The other women understood, and avoided her. That made her angry, and the more watchful and treacherous.
One day she found a biscuit from the officers' table in a cell. She reasoned that Flannagan must have put it there, because Flannagan and the girl in whose cell she found it were great friends. That morning the Housekeeper had been fretted with Flannagan, and Berry had got wind of it. Here was the opportunity to exercise her vocation. She slipped the biscuit under her apron, took it into the officers' kitchen, and showed it to the Housekeeper.
Flannagan must have done it, because she had given offense in the morning; and she was forthwith dismissed to the shop.

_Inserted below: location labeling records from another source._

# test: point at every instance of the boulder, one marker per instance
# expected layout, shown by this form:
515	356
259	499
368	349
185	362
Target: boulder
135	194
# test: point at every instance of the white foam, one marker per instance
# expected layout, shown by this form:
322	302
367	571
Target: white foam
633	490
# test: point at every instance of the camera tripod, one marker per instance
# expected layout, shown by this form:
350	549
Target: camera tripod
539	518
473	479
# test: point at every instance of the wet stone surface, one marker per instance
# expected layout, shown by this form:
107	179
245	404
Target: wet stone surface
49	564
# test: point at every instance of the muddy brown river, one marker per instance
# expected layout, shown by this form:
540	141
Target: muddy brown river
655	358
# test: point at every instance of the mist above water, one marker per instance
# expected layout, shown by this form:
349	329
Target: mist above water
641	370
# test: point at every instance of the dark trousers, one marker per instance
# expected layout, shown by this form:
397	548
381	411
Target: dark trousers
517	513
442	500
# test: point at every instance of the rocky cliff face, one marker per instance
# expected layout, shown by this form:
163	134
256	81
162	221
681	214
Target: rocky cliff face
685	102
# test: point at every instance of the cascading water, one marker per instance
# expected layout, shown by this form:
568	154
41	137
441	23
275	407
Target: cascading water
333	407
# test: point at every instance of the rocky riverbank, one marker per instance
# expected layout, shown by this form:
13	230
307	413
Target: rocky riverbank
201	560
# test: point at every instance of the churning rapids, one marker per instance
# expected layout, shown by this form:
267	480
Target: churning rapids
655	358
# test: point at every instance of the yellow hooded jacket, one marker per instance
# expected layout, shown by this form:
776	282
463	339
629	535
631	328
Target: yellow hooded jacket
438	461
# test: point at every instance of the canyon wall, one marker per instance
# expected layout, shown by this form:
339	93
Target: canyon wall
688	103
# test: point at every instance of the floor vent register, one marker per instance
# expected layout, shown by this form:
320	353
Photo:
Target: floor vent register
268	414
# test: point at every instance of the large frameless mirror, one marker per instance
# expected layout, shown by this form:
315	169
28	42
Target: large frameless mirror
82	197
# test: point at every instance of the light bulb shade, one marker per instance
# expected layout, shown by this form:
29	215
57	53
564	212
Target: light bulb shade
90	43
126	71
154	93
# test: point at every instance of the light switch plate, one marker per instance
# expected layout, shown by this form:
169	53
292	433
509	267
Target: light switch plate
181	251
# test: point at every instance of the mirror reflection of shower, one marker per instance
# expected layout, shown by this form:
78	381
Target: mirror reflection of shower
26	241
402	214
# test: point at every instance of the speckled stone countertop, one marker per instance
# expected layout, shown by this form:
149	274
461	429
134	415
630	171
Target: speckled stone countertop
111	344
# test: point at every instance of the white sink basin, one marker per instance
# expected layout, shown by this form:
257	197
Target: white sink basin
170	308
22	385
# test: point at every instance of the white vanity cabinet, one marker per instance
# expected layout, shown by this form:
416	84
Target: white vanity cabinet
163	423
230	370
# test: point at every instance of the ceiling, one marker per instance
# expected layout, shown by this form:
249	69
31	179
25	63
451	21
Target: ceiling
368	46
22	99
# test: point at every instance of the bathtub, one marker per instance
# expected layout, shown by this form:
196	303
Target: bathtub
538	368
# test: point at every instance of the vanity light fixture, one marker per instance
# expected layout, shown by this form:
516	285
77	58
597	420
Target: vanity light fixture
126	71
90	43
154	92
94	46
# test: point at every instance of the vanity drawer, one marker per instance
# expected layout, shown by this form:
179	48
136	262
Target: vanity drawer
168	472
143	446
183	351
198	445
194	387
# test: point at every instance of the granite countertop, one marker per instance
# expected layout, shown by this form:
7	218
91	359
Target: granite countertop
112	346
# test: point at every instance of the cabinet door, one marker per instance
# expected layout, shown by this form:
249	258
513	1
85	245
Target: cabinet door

A woman who came in a few days before, on a long sentence, had been discovered to be a nice needle-woman, smart and pretty; whereas Flannagan was plain and slow. Occasion was thus made to effect the change, so my women said. And what they failed to find out in that institution was beyond investigation.
XV.
A DAY OF ODDS AND ENDS.
The day commenced at odds. In the morning Mrs. Hardhack came flying into the kitchen, and demanded, from O'Brien, something for one of her girls to eat.
"She has fainted away for the want of food! She has had no breakfast! How did you dare to keep her breakfast from her!"
O'Brien kept her temper wonderfully. She answered very quietly,—
"I'm sure she had the same as the rest if she had been a mind to taken it."
"How do you dare to stand there and answer me in that way? I'll have you punished if you dare to open your mouth again."